В вермахте он оказался с 1939-го, за бои в Польше тут же получил бронзовый знак «За отвагу в ближнем бою». В дальнейшем Густаву пришлось поучаствовать в оккупации Франции и Бельгии в составе 6-й полевой армии, не так давно сгинувшей под Сталинградом. После этих походов его грудь украсили бронзовые значки: ружьё в веночке «Отличный стрелок»), танк в веночке («За храбрость в борьбе с танками»). Это было так славно и приятно, чёрт возьми! Но Густав желал большего – с недавних пор он замахнулся ни много-ни мало, на Железный крест 2-й степени! Тут как нельзя кстати – грянула компания на востоке…
Нет, по началу он вроде бы почувствовал прекрасный шанс получить именно эту награду, которая открывала широкую дверь в офицерский корпус вермахта.
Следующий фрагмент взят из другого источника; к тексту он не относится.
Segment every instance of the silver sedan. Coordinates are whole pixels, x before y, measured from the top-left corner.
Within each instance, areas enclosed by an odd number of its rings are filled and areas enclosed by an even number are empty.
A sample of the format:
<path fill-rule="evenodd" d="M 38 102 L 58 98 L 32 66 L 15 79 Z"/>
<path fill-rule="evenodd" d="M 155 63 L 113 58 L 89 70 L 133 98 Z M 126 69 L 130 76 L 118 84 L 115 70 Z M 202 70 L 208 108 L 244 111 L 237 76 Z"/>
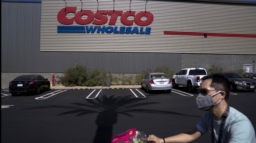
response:
<path fill-rule="evenodd" d="M 172 81 L 164 73 L 148 73 L 141 79 L 141 89 L 146 89 L 147 92 L 151 90 L 164 90 L 170 93 L 172 91 Z"/>

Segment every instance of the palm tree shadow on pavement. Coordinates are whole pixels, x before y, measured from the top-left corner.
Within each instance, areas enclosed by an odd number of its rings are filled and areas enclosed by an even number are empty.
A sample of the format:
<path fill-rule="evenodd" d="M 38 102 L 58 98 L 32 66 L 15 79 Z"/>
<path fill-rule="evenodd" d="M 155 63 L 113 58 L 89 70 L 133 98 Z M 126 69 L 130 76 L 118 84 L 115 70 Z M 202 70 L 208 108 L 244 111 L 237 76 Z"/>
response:
<path fill-rule="evenodd" d="M 144 100 L 146 99 L 143 99 Z M 95 134 L 94 143 L 110 143 L 113 136 L 113 126 L 117 121 L 117 117 L 119 114 L 125 115 L 129 117 L 132 117 L 132 113 L 135 112 L 148 113 L 159 113 L 174 114 L 185 116 L 196 116 L 178 112 L 158 110 L 146 109 L 140 108 L 145 105 L 159 103 L 154 102 L 140 102 L 136 98 L 129 96 L 117 96 L 115 95 L 110 96 L 104 95 L 101 98 L 93 99 L 87 99 L 89 102 L 86 103 L 72 103 L 75 106 L 47 106 L 38 107 L 38 108 L 61 108 L 71 109 L 58 114 L 58 115 L 76 114 L 80 116 L 89 114 L 97 113 L 98 114 L 96 119 L 97 125 L 96 132 Z M 33 109 L 35 109 L 34 108 Z M 199 117 L 199 116 L 198 116 Z"/>

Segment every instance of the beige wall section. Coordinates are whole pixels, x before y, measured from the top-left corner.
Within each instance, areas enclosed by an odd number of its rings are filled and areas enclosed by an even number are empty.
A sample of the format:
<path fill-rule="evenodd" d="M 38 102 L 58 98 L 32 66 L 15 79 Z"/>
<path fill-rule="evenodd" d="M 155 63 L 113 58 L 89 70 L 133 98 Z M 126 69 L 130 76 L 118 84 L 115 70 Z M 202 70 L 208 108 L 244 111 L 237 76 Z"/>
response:
<path fill-rule="evenodd" d="M 80 1 L 66 1 L 67 6 L 81 10 Z M 130 0 L 115 1 L 115 9 L 130 10 Z M 132 1 L 131 10 L 145 10 L 146 1 Z M 98 9 L 113 10 L 114 1 L 99 1 Z M 83 1 L 82 9 L 97 11 L 97 1 Z M 57 33 L 58 13 L 65 6 L 63 0 L 42 2 L 40 51 L 161 52 L 226 54 L 256 54 L 256 38 L 174 35 L 163 31 L 256 34 L 256 5 L 210 3 L 191 1 L 148 1 L 146 10 L 154 16 L 150 35 Z M 74 16 L 69 13 L 68 18 Z M 86 16 L 84 18 L 86 18 Z M 110 18 L 108 16 L 109 20 Z M 125 26 L 120 16 L 116 24 Z M 69 25 L 81 25 L 74 24 Z M 85 26 L 98 26 L 92 23 Z M 100 25 L 99 25 L 100 26 Z"/>

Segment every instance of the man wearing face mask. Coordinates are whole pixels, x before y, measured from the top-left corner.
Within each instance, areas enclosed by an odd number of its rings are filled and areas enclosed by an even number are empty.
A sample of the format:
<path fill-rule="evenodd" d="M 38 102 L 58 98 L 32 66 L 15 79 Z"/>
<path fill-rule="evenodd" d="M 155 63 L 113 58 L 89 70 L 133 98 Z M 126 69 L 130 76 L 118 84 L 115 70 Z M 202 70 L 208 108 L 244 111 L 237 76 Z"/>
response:
<path fill-rule="evenodd" d="M 207 112 L 196 126 L 188 133 L 166 138 L 150 135 L 148 140 L 156 143 L 189 142 L 208 131 L 212 143 L 256 143 L 255 132 L 250 120 L 228 105 L 230 86 L 227 79 L 214 74 L 202 80 L 196 102 L 199 109 Z"/>

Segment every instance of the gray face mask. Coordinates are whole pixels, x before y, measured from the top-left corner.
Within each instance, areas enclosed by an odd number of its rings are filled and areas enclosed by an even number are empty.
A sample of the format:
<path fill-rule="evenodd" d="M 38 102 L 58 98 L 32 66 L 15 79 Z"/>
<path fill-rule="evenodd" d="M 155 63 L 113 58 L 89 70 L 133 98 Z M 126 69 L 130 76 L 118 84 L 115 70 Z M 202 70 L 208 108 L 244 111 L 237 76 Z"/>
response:
<path fill-rule="evenodd" d="M 220 91 L 210 96 L 199 93 L 196 98 L 197 104 L 198 108 L 204 111 L 208 111 L 211 107 L 219 103 L 222 100 L 222 99 L 220 99 L 217 103 L 214 103 L 212 100 L 212 97 L 221 92 L 221 91 Z"/>

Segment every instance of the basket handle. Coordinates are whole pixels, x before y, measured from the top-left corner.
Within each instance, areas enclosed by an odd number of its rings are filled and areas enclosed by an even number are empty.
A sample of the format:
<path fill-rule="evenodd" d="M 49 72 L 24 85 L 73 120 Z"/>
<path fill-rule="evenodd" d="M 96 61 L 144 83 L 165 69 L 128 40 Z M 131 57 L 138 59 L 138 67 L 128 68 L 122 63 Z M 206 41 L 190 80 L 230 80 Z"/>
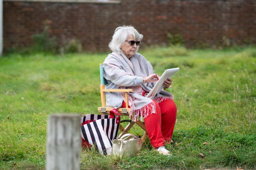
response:
<path fill-rule="evenodd" d="M 135 138 L 137 138 L 137 136 L 136 136 L 133 134 L 132 134 L 132 133 L 126 133 L 126 134 L 124 134 L 123 136 L 121 136 L 121 138 L 119 138 L 119 139 L 123 139 L 123 140 L 125 140 L 127 138 L 128 138 L 129 136 L 132 136 Z M 126 137 L 125 138 L 125 139 L 123 139 L 124 137 Z"/>

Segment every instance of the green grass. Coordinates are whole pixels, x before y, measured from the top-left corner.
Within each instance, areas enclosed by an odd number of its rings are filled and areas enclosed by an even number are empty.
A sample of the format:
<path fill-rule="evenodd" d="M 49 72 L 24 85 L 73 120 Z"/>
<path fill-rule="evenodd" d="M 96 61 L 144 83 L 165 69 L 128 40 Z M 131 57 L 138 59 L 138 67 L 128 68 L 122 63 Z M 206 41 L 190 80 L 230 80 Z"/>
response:
<path fill-rule="evenodd" d="M 256 48 L 171 47 L 140 52 L 159 74 L 166 68 L 180 68 L 168 90 L 177 108 L 174 144 L 166 146 L 173 156 L 157 154 L 148 139 L 131 159 L 84 150 L 81 168 L 256 169 Z M 45 168 L 50 114 L 97 112 L 99 63 L 107 55 L 12 54 L 0 58 L 2 168 Z M 143 132 L 137 127 L 131 132 Z"/>

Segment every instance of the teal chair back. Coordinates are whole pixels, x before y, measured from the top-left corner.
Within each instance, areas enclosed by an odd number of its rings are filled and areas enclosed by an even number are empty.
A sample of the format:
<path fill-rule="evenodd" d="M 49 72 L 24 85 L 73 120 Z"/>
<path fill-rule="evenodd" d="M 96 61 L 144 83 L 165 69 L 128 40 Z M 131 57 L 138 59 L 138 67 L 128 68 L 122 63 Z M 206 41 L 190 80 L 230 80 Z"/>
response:
<path fill-rule="evenodd" d="M 107 81 L 103 76 L 103 65 L 102 63 L 100 64 L 100 76 L 101 76 L 101 84 L 106 85 Z"/>

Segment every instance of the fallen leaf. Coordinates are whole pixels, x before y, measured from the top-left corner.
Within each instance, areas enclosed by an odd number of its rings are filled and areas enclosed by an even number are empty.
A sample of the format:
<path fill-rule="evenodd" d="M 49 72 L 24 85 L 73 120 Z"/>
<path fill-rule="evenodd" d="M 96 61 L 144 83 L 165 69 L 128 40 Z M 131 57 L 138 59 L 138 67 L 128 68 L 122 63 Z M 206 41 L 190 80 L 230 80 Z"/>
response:
<path fill-rule="evenodd" d="M 204 158 L 204 155 L 203 153 L 199 153 L 199 156 L 200 156 L 202 158 Z"/>

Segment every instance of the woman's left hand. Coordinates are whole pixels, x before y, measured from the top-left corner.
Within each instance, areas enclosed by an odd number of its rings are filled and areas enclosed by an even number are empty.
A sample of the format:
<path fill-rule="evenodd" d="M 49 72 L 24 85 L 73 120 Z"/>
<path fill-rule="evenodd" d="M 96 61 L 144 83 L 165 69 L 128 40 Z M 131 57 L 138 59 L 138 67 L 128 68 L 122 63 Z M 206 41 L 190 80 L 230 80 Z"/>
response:
<path fill-rule="evenodd" d="M 167 79 L 165 80 L 163 83 L 163 85 L 164 88 L 169 88 L 170 87 L 171 85 L 171 83 L 173 82 L 173 80 L 170 78 L 167 78 Z"/>

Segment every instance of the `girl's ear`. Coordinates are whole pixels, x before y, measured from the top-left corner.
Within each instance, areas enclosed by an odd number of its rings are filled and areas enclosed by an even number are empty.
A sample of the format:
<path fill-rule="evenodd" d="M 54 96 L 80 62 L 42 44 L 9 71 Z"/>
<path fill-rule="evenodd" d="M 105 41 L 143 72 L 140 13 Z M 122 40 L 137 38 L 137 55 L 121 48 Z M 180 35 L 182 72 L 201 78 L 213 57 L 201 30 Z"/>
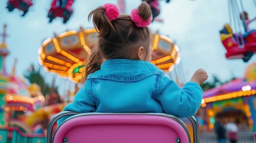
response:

А каких славных парней она обходила стороной, эта высокая честь! Но вскоре он понял – не тут-то было… Победные реляции вместе с грудами брошенной русской техники были лишь в начале 1941-го.
Но даже в этом триумфальном году Густаву и его товарищам по 45-й пехотной дивизии с нарукавным шевроном «кленовый лист» пришлось ой и ох как несладко! Особенно когда по ним двинули танками Т-34 и КВ обоих классов. С лёгкими «красными кристи» и «красными виккерсами» прилично боролись даже 37-мм «дверные колотушки», но эти стальные монстры были им явно не по зубам. Их не брали даже 50-см Рак.40! Да и атаки русской пехоты были страшноватыми. Как она кидалась на них в штыки! Обычно в таких случаях, германская инфантерия, зажав винтовки под мышками, бежала под защиту своих скорострельных «МГ». Но один раз ближнего боя всё же избежать не удалось. Вооруженный пистолет-пулемётом МР38/40 Густав не успел вовремя среагировать – получил проникающий удар штыком в правое бедро… С ноября 1941-го по февраль 1942-го он провалялся в смоленском полевом госпитале.
Потом были ужасные кровавые бои под Изюмским выступом и последний успех вермахта на Волге, после чего наступили совсем уж мрачные времена. Густав со всей 6-й армией угодил в развалины «Сталинградской крепости». Он даже отличился в боях за Сталинградский элеватор. И оказался в числе тех немногих, выживших, удостоенных особой медали с рельефом этого величественного сооружения. Славная награда была отчеканена по заказу командующего армией генерал-полковника Фридриха Паулюса – это добавило чести к горечи... Но потом – это страшнее всего вспоминать… Его снова ранило – уже в декабре 1942-го. Русский осколок чудом не задел левое легкое – плотно засел в мягких тканях.
Густав попал в списки эвакуируемых из «котла». Он был направлен в Гумрак, полевой аэродром, по «дороге смерти», где по обочинам и прямо на торосе лежали замёрзшие, раздетые догола трупы и объеденные до скелета лошади, а машины часто сбивали плетущихся на ветру дезертиров. Иные из них, замотанные во что попало, сбивались в кучки и «голосовали». Тогда машины волочили на скатах сразу несколько смятых тел… Если глох двигатель, в кузове грузовика «опель-блиц» или санитарного» магируса» через час мерзли все. Но Густаву везло – автобус с красным крестом на забелённом корпусе вовремя достиг взлетно-посадочной полосы. Через сутки тонный «хеншель» уже доставил его и других счастливчиков в Харьков. («Везёт же вам, бравые парни! – с горькой иронией подтрунивали лётчики. – Только вшей нам в салон занесли – теперь будем дустом все сидения крыть как лаком!» «Это забота рейхсмаршала – пусть и покрывает…» - злобно буркнул один обер-ефрейтор. У него было чёрное лицо, обросшее «железной щетиной, в которой суетились серые твари, а глаза были прикрыты окровавленной повязкой.) При этом в памяти парня остались страшные картины – толпы солдат, потерявших человеческий облик, в заиндевевшей рваной амуниции, штурмующих транспортники. Они цеплялись за шасси, лезли на крылья, пытались закрепиться на ребристые плоскости… По ним в декабре уже никто не стрелял – даже поверх голов. А полевые жандармы в Харькове, с круглыми сытыми лицами, деловито проверяли эвакуационные предписания, на груди, в специальных зажимах, что крепились к пластиковым чехлам. Тех, у кого их не было или они были поддельные, не слишком везло – их расстреливали под трапом…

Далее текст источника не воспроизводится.